Senior leaders at the bank were concerned about losing customers, in part due to the company’s inability to manage data adroitly. They decided to experiment with data-lake technologies to try to ease the extraction, structuring, and delivery of data sets. Seeking to work as quickly as its software developers, the company used an agile development model and rolled out the data-lake project in phases.
Senior leaders convened an agile data team involving subject-matter experts from the business units and from the IT organization to consider the business impact of and use cases for improved data quality and access before determining which areas of the company would have initial access to the data lake.
The agile data team conducted in-depth interviews with business users to identify pain points and opportunities in existing data-management practices. The team’s plan was to release waves of new data services and applications in four-month windows—implementing new data-management tools, developing data-delivery services with the business units, and refining processes based on customers’ feedback. Within months of the initial launch of the agile data project, the bank was able to load data relevant to particular business use cases into a common environment and identify the critical data elements required for providing services to the business units.
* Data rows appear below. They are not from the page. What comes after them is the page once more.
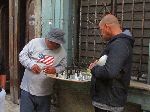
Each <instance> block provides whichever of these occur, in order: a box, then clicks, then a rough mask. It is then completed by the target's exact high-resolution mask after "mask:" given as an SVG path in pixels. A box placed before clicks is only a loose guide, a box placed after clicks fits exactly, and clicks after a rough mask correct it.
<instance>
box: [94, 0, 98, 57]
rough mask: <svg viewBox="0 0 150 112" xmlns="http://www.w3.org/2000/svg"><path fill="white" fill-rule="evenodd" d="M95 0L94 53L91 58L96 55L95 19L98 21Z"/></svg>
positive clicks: (95, 55) (95, 56)
mask: <svg viewBox="0 0 150 112" xmlns="http://www.w3.org/2000/svg"><path fill="white" fill-rule="evenodd" d="M97 4H98V2H97V0H96V7H95V20H94V22H95V25H94V49H93V50H94V55H93V59H95V57H96V37H97V34H96V31H97V21H98V17H97Z"/></svg>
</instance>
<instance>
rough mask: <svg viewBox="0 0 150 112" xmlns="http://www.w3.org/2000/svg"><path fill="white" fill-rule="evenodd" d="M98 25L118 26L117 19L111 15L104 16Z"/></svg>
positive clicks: (113, 15)
mask: <svg viewBox="0 0 150 112" xmlns="http://www.w3.org/2000/svg"><path fill="white" fill-rule="evenodd" d="M99 24H100V25H104V24H112V25H117V26H120V24H119V21H118V19H117V18H116V17H115V16H114V15H112V14H108V15H106V16H104V17H103V18H102V20H101V21H100V23H99Z"/></svg>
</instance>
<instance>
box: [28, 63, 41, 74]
mask: <svg viewBox="0 0 150 112" xmlns="http://www.w3.org/2000/svg"><path fill="white" fill-rule="evenodd" d="M31 70H32V72H33V73H35V74H39V73H40V72H41V71H42V70H41V68H40V67H39V66H38V65H37V64H34V65H33V66H32V68H31Z"/></svg>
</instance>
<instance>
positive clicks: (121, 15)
mask: <svg viewBox="0 0 150 112" xmlns="http://www.w3.org/2000/svg"><path fill="white" fill-rule="evenodd" d="M121 10H122V12H121V13H122V15H121V27H122V28H123V17H124V0H122V8H121Z"/></svg>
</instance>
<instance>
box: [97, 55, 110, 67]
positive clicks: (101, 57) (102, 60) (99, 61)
mask: <svg viewBox="0 0 150 112" xmlns="http://www.w3.org/2000/svg"><path fill="white" fill-rule="evenodd" d="M107 57H108V56H107V55H103V56H102V57H101V58H100V59H99V60H98V62H97V64H98V65H100V66H103V65H105V63H106V60H107Z"/></svg>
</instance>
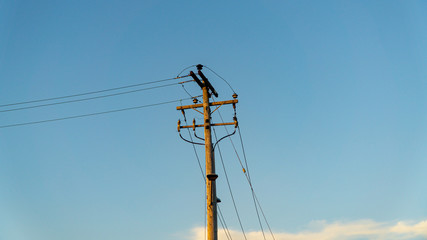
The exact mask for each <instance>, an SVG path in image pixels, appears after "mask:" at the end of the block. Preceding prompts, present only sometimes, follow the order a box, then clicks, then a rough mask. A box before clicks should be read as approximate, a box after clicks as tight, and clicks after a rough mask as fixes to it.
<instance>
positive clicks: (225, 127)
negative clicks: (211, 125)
mask: <svg viewBox="0 0 427 240" xmlns="http://www.w3.org/2000/svg"><path fill="white" fill-rule="evenodd" d="M218 115H219V116H220V118H221V121H222V122H223V123H224V119H223V118H222V115H221V111H220V110H219V109H218ZM224 129H225V130H226V132H227V134H228V133H229V132H228V129H227V127H226V126H224ZM239 129H240V128H239ZM240 136H241V135H240ZM230 142H231V145H232V146H233V149H234V152H235V153H236V156H237V159H238V160H239V163H240V166H241V167H242V169H243V173H244V175H245V177H246V179H247V181H248V183H249V186H250V188H251V192H252V199H253V201H254V205H255V210H256V213H257V217H258V222H259V224H260V228H261V231H262V234H263V237H264V239H266V238H265V233H264V230H263V227H262V224H261V219H260V216H259V212H258V207H259V208H260V210H261V213H262V215H263V217H264V221H265V222H266V224H267V226H268V228H269V231H270V233H271V235H272V237H273V239H274V240H275V237H274V234H273V232H272V230H271V228H270V225H269V223H268V221H267V218H266V217H265V214H264V211H263V210H262V207H261V205H260V203H259V201H258V198H257V197H256V194H255V190H254V188H253V185H252V181H251V179H250V175H249V172H248V171H246V170H245V166H244V165H243V163H242V161H241V159H240V157H239V154H238V152H237V149H236V147H235V145H234V143H233V140H232V139H231V138H230ZM242 146H243V141H242ZM242 150H243V152H244V148H242ZM243 156H244V158H245V159H244V161H245V165H246V168H248V165H247V160H246V153H244V155H243Z"/></svg>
Success in high-profile areas of the business enabled the bank to extend the usage of the data lake to other areas in subsequent months. The shift from structuring all the data up front to documenting a back-end process only for utilized data was significant. The bank was able to break down data silos; information from systems could now be found in one place, and employees were able to access multiple forms of data (demographic, geographic, social media, and so on) to gain a 360-degree view of customers. Collaboration between the business units and the IT group increased, as did employees’ and customers’ satisfaction scores.
More and more companies are experimenting with data lakes, hoping to capture inherent advantages in information streams that are readily accessible regardless of platform and business case and that cost less to store than do data in traditional warehouses. As with any deployment of new technology, however, companies will need to reimagine systems, processes, and governance models. There will be inevitable questions about security protocols, talent pools, and the construction of enterprise architecture that ensures flexibility not just within technology stacks but also within business capabilities. Our experience suggests that an agile approach to the implementation of data lakes can help companies climb the learning curve quickly and effectively.